Financial Calculations shall include
a. Calculation of tariff for Feeder pipeline:
Tariff for Feeder Pipeline (including CGS) Calculations shall be submitted to the Engineer-In
Charge for vetting before the same is taken up for further analysis.
b. Calculation for overall City Gas Distribution Network (Downstream of CGS):
I .CGD network tariff and Compression charge for CNG
Network tariff means the weighted average unit rate of tariff in Rs./MMBTU for all
categories of customers of natural gas in a CGD network.
Compression charge for CNG means a charge in Rs./KG for online compression of natural
gas into CNG for subsequent dispensing to consumers in a CNG station.
This should be calculated using Discounted Cash Flow Methodology considering the reasonable
rate of return as the projects internal rate of return.
Discounted cash flow refers to equating the inflows from the projected revenue earnings out of
network tariff and compression charge for CNG with the outflows of CAPEX and OPEX over
the economic life of the project by discounting these flows at the reasonable rate of return.
The reasonable rate of return shall be the rate of return on capital employed equal to 14% post
tax considering the rate of return on long term risk free government security and the need to
incentivise investments in creation of CGD infrastructure.
II. Prepare estimate of realistic capital and operating costs with detailed break-up and work
out financial viability of the project along with the different sensitivity scenarios. The capital
cost should be arrived for the material, machinery, equipment, SCADA etc. For CGD excluding
the cost of feeder pipeline and city gate station (CGS).

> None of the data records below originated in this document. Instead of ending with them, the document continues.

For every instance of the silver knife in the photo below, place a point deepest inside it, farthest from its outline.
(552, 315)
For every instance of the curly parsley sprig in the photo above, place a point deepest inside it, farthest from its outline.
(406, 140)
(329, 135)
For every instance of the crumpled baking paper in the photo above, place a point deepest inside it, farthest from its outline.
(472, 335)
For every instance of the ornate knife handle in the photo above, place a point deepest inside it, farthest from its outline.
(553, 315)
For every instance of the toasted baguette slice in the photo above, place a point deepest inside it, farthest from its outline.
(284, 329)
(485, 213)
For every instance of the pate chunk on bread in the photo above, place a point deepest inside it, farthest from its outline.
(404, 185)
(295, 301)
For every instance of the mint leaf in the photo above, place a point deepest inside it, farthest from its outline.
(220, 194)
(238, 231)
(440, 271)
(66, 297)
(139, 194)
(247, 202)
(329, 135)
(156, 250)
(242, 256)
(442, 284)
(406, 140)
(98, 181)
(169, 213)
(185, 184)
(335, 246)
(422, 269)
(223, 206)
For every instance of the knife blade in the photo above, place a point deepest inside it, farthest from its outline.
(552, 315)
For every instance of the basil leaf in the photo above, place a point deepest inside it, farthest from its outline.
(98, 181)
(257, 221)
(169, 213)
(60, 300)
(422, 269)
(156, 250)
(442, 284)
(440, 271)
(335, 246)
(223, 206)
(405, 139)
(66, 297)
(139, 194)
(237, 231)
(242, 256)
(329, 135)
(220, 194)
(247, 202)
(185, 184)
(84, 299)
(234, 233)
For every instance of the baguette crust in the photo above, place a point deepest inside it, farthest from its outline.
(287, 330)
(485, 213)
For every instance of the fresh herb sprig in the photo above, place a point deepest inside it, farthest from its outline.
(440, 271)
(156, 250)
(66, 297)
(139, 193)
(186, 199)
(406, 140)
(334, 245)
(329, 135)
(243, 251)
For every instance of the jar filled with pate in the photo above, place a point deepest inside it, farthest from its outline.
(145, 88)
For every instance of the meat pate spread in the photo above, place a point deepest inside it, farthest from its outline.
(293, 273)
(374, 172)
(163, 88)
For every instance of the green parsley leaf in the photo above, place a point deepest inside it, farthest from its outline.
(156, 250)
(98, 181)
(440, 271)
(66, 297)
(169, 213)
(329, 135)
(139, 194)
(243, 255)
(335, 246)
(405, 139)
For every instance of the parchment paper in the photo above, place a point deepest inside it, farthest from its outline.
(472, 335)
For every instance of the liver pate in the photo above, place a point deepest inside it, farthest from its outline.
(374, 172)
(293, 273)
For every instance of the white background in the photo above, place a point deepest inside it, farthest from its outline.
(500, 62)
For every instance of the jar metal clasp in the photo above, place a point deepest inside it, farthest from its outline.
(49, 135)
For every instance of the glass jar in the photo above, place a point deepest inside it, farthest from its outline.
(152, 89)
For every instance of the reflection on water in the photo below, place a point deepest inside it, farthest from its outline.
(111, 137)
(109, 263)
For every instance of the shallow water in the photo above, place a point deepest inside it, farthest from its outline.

III. Net Present Value (NPV) and Internal Rate of Return (IRR) of the project
Net Present Value represents the difference between the present value of cash inflows and the
present value of cash outflows.
Internal Rate of Return shows a discount rate that makes the net present value (NPV) of all
cash flows from a particular project equal to zero.
IV. Estimated yearly Profit/Loss over the economic life of the project and yearly end balance
sheets.

V. Information related to the adoption of optimum financing pattern and dividend policy as well
as the estimated balance sheets, cash flows and working capital requirements.
VII. Marketing & Distribution expenses on unit basis
VII. Proposed Selling prices for CNG and PNG in all sectors.

Sensitivity Analysis:Sensitivity Analysis of the post-tax IRR on project and equity investments to variations in capital
cost, demand projections, operating cost parameters, project schedules, gas costs etc should be
carried out, in line with the guidelines of PNGRB, its Acts & Regulations.